Car Accident Cases: How Does One Determine Settlement Value?

If someone breaks a leg in a car accident and incurs $20,000.00 in medical bills and is out of work for three or four months due to doctors’ appointments, surgery, etc., how does one determine the value of such a claim? Indeed, how does anyone determine the value of any personal injury claim? The answer is by looking at available jury research service data to determine what juries typically award for the value of certain types of injuries. If someone breaks a leg in an accident and is not left with a permanent disability or limp, that might bring X dollars in front of the average duty whereas if someone sustains an amputation, the case is altogether different and the reward would understandably also be different. While every case is, in fact, different there are available research services available to most attorneys that will tell attorneys what typical juries do in the location of the accident. For example, if a client is injured in metropolitan Atlanta there is jury verdict research service available for Fulton, DeKalb, Gwinnett, Clayton and other counties which tell all attorneys typically what juries award in such cases.

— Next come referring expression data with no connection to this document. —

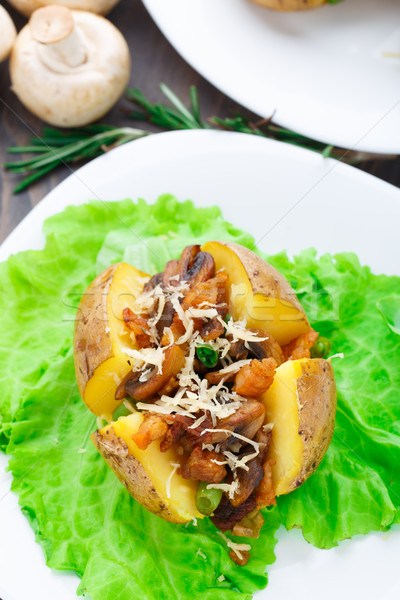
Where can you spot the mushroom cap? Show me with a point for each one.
(51, 24)
(73, 96)
(7, 33)
(101, 7)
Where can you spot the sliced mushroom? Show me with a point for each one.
(153, 282)
(246, 421)
(174, 360)
(202, 465)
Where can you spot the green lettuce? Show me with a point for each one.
(82, 516)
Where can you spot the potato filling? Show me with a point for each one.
(198, 378)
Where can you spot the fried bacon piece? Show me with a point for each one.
(250, 479)
(246, 421)
(175, 432)
(300, 346)
(206, 293)
(153, 282)
(238, 350)
(226, 516)
(199, 269)
(174, 359)
(153, 428)
(139, 326)
(265, 495)
(254, 379)
(171, 270)
(201, 466)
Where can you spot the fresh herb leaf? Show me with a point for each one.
(77, 145)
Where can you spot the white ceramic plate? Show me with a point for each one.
(332, 73)
(287, 198)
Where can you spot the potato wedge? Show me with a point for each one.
(301, 405)
(147, 473)
(258, 293)
(289, 5)
(100, 335)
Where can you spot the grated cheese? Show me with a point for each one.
(146, 356)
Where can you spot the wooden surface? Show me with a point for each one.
(153, 61)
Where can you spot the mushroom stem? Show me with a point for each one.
(59, 41)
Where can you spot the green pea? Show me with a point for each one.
(121, 411)
(321, 348)
(207, 500)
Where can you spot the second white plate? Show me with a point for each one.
(332, 73)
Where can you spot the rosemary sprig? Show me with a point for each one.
(77, 145)
(65, 147)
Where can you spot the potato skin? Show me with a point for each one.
(264, 279)
(289, 5)
(317, 410)
(131, 473)
(90, 324)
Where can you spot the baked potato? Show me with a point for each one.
(301, 404)
(100, 336)
(258, 293)
(147, 474)
(227, 408)
(290, 5)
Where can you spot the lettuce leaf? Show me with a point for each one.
(83, 517)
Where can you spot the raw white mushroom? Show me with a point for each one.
(7, 33)
(69, 67)
(101, 7)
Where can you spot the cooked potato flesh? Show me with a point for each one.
(99, 392)
(181, 500)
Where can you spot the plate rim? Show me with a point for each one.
(384, 147)
(43, 209)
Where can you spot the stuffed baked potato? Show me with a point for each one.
(226, 408)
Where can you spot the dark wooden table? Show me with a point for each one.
(153, 61)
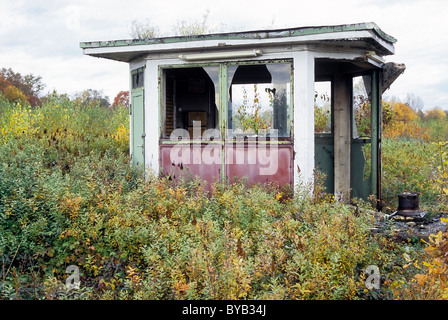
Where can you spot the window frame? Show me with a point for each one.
(223, 99)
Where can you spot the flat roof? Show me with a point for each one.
(363, 34)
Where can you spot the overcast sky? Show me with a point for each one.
(42, 37)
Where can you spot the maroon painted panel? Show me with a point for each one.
(199, 160)
(260, 164)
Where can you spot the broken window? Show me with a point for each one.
(191, 100)
(259, 99)
(362, 107)
(322, 107)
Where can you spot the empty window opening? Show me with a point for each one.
(322, 107)
(137, 79)
(191, 100)
(362, 107)
(259, 99)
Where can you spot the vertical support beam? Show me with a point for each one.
(342, 136)
(376, 120)
(303, 117)
(153, 123)
(223, 114)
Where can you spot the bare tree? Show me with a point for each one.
(144, 30)
(414, 101)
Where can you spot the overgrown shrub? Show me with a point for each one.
(68, 196)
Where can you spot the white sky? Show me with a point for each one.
(42, 37)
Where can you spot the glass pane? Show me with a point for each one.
(259, 99)
(322, 107)
(137, 80)
(361, 107)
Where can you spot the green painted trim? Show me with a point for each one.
(259, 34)
(375, 135)
(223, 112)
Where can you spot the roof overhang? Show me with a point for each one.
(363, 36)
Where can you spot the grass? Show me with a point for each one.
(68, 196)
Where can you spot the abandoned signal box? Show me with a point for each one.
(242, 104)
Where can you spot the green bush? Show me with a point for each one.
(68, 196)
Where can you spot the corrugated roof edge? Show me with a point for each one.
(257, 34)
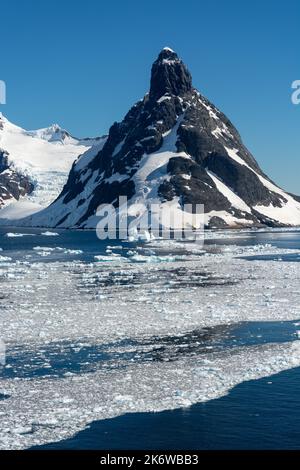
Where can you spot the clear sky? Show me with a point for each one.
(82, 64)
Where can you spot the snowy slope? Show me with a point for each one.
(45, 157)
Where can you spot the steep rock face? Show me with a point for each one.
(13, 184)
(177, 147)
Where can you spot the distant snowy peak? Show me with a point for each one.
(175, 147)
(34, 165)
(54, 133)
(57, 134)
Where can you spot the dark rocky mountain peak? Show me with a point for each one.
(169, 75)
(176, 147)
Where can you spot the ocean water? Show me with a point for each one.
(116, 345)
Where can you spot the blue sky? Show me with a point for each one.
(84, 63)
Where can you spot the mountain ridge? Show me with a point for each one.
(174, 146)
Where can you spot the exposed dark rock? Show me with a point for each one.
(12, 183)
(206, 149)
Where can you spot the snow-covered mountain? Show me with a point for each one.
(34, 166)
(175, 146)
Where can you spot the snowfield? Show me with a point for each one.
(46, 156)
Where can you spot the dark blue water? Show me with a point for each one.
(90, 245)
(260, 414)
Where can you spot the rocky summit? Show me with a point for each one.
(176, 147)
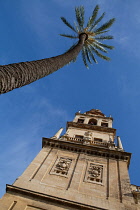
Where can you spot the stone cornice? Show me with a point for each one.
(92, 115)
(48, 198)
(91, 127)
(87, 149)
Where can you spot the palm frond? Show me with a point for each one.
(68, 24)
(84, 57)
(106, 46)
(87, 55)
(97, 21)
(69, 36)
(79, 11)
(101, 32)
(91, 54)
(77, 27)
(99, 54)
(92, 45)
(99, 47)
(93, 17)
(104, 37)
(106, 25)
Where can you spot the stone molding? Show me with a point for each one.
(44, 197)
(87, 149)
(91, 127)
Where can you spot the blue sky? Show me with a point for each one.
(30, 30)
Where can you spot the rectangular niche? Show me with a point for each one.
(61, 166)
(94, 173)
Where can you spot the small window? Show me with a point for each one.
(79, 137)
(104, 124)
(80, 120)
(92, 122)
(98, 140)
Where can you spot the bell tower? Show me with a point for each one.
(82, 169)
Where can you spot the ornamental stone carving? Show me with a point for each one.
(62, 166)
(94, 173)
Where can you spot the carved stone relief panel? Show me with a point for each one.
(94, 173)
(62, 166)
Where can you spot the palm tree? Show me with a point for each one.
(19, 74)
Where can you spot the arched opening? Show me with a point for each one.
(80, 120)
(92, 122)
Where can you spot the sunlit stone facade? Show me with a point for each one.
(82, 169)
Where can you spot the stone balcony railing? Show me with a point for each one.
(86, 141)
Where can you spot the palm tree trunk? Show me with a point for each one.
(19, 74)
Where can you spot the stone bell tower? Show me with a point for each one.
(82, 169)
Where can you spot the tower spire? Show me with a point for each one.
(119, 143)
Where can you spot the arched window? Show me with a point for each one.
(92, 122)
(103, 124)
(80, 120)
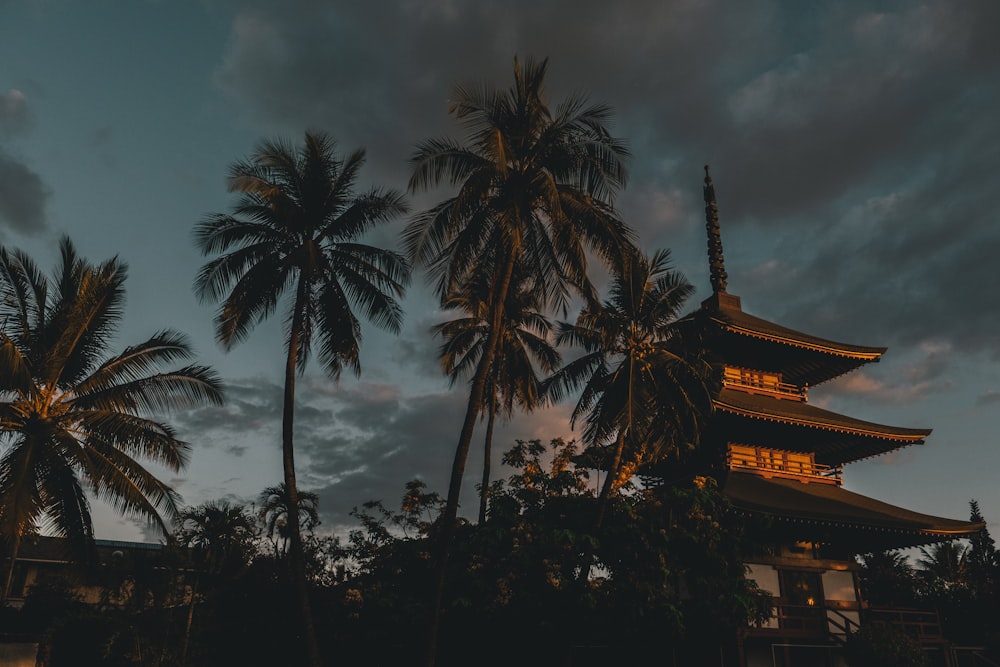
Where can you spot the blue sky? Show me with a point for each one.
(854, 146)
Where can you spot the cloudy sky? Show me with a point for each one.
(855, 149)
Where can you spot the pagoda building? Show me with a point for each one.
(782, 469)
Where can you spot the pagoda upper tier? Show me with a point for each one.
(802, 359)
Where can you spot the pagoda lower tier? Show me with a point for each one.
(827, 514)
(748, 416)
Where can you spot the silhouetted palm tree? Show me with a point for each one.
(221, 539)
(944, 564)
(75, 418)
(644, 389)
(273, 512)
(297, 231)
(524, 346)
(535, 189)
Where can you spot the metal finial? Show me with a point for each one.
(716, 261)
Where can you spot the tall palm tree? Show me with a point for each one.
(74, 417)
(644, 390)
(524, 347)
(274, 509)
(296, 232)
(535, 189)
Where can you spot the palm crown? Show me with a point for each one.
(644, 385)
(297, 227)
(74, 418)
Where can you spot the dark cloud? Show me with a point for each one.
(990, 397)
(22, 196)
(855, 153)
(15, 117)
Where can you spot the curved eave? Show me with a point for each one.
(784, 336)
(802, 414)
(833, 507)
(753, 342)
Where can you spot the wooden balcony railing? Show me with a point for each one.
(775, 463)
(758, 382)
(924, 626)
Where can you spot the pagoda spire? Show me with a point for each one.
(716, 262)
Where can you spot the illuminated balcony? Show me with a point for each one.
(777, 463)
(761, 382)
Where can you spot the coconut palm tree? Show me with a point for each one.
(273, 513)
(524, 347)
(74, 417)
(296, 234)
(535, 189)
(644, 390)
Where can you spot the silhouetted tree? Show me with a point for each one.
(297, 229)
(535, 191)
(74, 417)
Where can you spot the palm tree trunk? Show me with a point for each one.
(297, 557)
(448, 519)
(610, 483)
(484, 488)
(10, 570)
(187, 627)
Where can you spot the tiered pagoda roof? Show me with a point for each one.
(797, 426)
(830, 513)
(763, 408)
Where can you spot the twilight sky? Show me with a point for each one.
(855, 150)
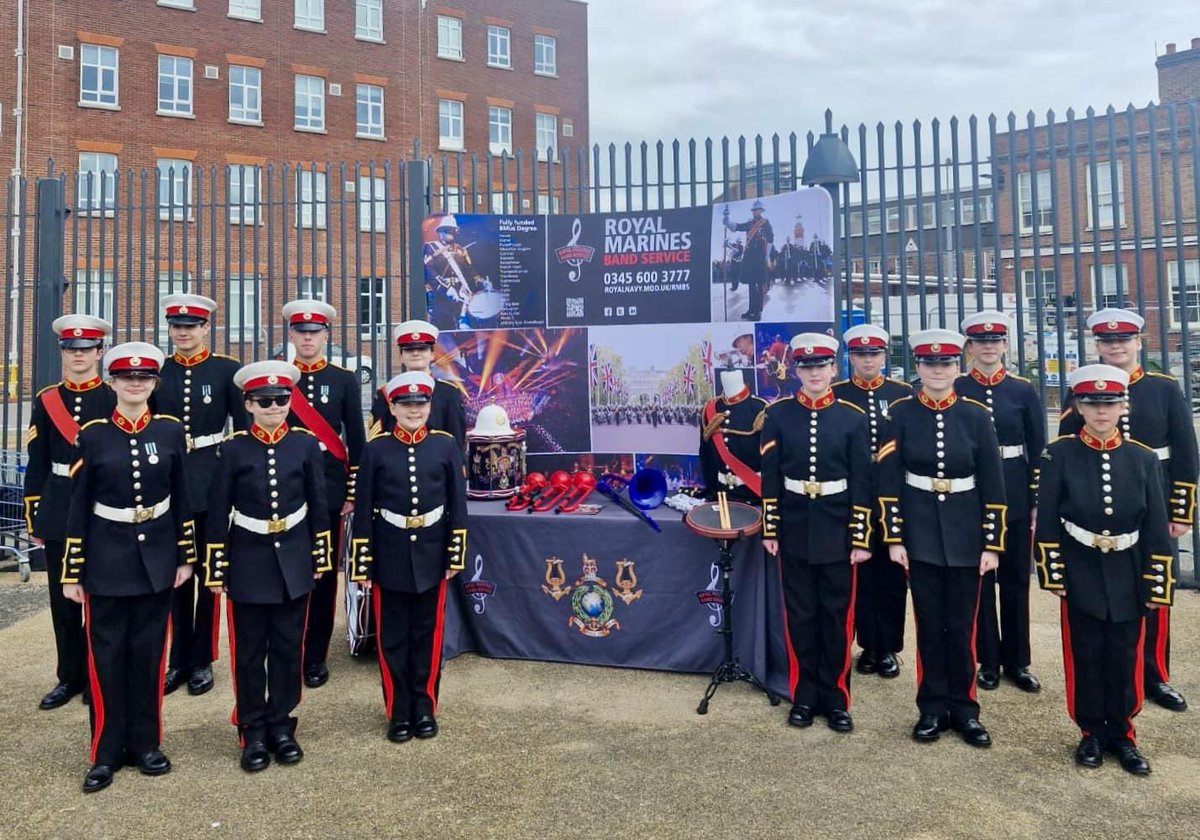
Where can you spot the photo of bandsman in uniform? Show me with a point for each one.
(268, 541)
(882, 592)
(1019, 419)
(1104, 547)
(130, 541)
(1158, 417)
(816, 502)
(408, 541)
(943, 510)
(58, 413)
(327, 401)
(197, 387)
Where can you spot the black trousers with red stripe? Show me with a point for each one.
(881, 604)
(1103, 663)
(945, 601)
(1006, 641)
(324, 606)
(195, 619)
(409, 645)
(265, 651)
(126, 659)
(819, 600)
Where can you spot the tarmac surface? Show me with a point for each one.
(541, 750)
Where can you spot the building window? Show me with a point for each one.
(1041, 216)
(370, 112)
(1102, 215)
(449, 37)
(249, 10)
(245, 94)
(372, 204)
(311, 15)
(450, 124)
(96, 183)
(174, 189)
(244, 184)
(499, 47)
(545, 55)
(99, 76)
(499, 130)
(174, 85)
(311, 198)
(310, 111)
(546, 138)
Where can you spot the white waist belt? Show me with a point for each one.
(939, 485)
(270, 526)
(412, 522)
(132, 515)
(815, 489)
(1105, 543)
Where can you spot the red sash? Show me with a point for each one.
(751, 479)
(318, 425)
(60, 417)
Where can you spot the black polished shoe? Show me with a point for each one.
(315, 676)
(1090, 753)
(426, 726)
(255, 756)
(973, 732)
(399, 731)
(1165, 696)
(173, 679)
(839, 720)
(801, 715)
(201, 682)
(99, 778)
(1132, 761)
(286, 749)
(988, 679)
(929, 727)
(887, 666)
(60, 695)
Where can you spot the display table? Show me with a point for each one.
(607, 589)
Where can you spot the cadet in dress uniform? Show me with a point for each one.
(417, 340)
(130, 541)
(197, 388)
(327, 401)
(58, 412)
(409, 540)
(268, 539)
(729, 441)
(1104, 547)
(816, 499)
(1159, 418)
(1019, 419)
(943, 515)
(882, 595)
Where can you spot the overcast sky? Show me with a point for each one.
(682, 69)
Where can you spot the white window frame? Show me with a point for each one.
(450, 113)
(499, 130)
(309, 112)
(499, 47)
(246, 89)
(106, 61)
(183, 88)
(450, 37)
(545, 55)
(96, 195)
(364, 99)
(310, 15)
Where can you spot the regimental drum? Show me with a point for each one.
(495, 456)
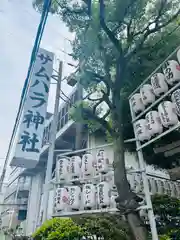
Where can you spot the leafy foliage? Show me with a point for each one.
(112, 227)
(167, 210)
(105, 226)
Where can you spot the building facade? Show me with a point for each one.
(23, 198)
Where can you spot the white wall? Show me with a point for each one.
(34, 202)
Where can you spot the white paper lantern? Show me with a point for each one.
(167, 113)
(136, 103)
(171, 70)
(74, 197)
(159, 84)
(147, 94)
(62, 168)
(175, 97)
(61, 199)
(102, 161)
(154, 124)
(75, 166)
(113, 200)
(87, 167)
(89, 196)
(103, 192)
(141, 130)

When a jury makes an award, the jury has heard from the client, heard from the lawyer, heard from the Court and has usually heard from the doctors. They factor in all the evidence and they reach a verdict. If enough of these cases are analyzed the settlement value of a claim can typically be derived from the data although it is always difficult when comparing apples to oranges as no two cases are alike. Nonetheless, general data can be extrapolated from such data which will at least provide some guidance regarding the reasonable settlement value of a case. Thus, going back to the question at hand, the way one determines what a fair settlement is, is by analyzing the data to determine whether the offer being made in settlement is fair and reasonable based on such data. If a client is offered an amount of money that seems to be what fair and impartial jurors would award for such injuries, then that would be a fair settlement. If an offer is made far below such awards then that would not be a fair settlement and the advice rendered to the client should be to reject the offer.
Evaluating a personal injury claim due to a car accident, tractor-trailer wreck, medical malpractice or wrongful death claim is always difficult because no two cases are alike. Every case is unique, however, there is a large amount of data available that can help educate the innocent victim through competent advice from experienced counsel as to the general value of their claim. Our advice to clients is to accept reasonable offers and to reject offers that are not reasonable based on such data. While the client always make the final decision as to whether they wish to present their case to a jury, typically if a client is offered a fair and reasonable sum, they should at least consider it because the offer being made is consistent with what juries typically do for that type of case. If the offer being made by the insurance company, however, is below what is typically awarded by juries, our recommendation always is to reject such an offer, although many times clients decide to accept it for their own reasons, sometimes which are financial, emotional or both.